Kapılar…

Berna KAYA

Bir gün yürürken bir kapının önünde durup, ardında saklanan hikâyeleri düşündünüz mü?

Her biri bir hikâye saklıyor içinde. Bir evi, bir geçmişi, bir sırrı…

Zamanla değişen şehirler, eskiyen sokaklar, unutulan hikâyeler… Ama kapılar hep orada. Belki renkleri solmuş, tokmakları paslanmış, bazısı ardına kadar açılmış, bazısı sımsıkı kapalı. Hepsi bir şeyler anlatmaya devam ediyor.

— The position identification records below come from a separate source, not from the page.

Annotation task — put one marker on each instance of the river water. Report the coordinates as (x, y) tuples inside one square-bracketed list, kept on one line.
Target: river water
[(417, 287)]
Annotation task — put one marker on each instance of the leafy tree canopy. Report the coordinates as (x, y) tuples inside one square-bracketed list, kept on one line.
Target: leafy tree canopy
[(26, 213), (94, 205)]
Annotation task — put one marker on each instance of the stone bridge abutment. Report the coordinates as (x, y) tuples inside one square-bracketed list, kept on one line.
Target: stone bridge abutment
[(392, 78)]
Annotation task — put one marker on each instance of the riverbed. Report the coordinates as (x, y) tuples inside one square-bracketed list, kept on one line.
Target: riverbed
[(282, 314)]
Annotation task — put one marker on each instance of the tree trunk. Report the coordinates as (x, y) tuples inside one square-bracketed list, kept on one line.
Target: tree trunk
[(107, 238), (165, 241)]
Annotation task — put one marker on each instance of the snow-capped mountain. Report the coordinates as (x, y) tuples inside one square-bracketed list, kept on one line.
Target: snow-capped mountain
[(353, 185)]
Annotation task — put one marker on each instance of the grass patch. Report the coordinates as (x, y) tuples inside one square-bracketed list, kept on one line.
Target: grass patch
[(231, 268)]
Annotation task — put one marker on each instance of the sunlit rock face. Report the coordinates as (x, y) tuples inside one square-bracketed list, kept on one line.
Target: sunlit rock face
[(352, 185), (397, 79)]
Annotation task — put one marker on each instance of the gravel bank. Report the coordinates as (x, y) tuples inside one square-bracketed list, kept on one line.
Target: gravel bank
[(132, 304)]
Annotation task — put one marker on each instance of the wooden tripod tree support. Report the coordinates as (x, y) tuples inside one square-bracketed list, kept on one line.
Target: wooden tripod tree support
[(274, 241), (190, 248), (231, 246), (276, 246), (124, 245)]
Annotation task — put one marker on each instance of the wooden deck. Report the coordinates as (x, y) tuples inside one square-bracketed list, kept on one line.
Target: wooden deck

Kimisi ihtişamlı süslemeleriyle eski bir asaletin izlerini taşırken, kimisi yılların yorgunluğunu çatlamış boyalarında gizliyor. Bazıları büyük ve heybetli, içinden geçenleri seçerek içeri alıyor. Bazıları küçük, mütevazı, sanki bir sır saklar gibi… Ve o sır, zamana karşı sessizce direnir.

Kapılar, sadece bir giriş çıkış noktası değil, bir dönemin estetik anlayışını, ustalığını ve yaşanmışlıklarını yansıtır. Yaşadıkları coğrafyanın ruhunu, geçmişin izlerini bugüne taşır.

Mardin’in kapıları, taş işçiliğinin en güzel örneklerini sunar. Oyma taş desenleriyle süslenmiş, kemerli büyük kapılar, çoğu zaman sanat eseri gibi işlenmiş tokmaklarıyla dikkat çeker. Kapadokya’da volkanik taşlarla inşa edilmiş, bazen doğrudan kayaya oyulmuş kapılar, sade ama derin bir geçmişin izlerini taşır. Safranbolu’nun kapıları, ceviz ağacından yapılmış, eski Osmanlı tokmaklarıyla süslenmiş zarif detaylara sahiptir.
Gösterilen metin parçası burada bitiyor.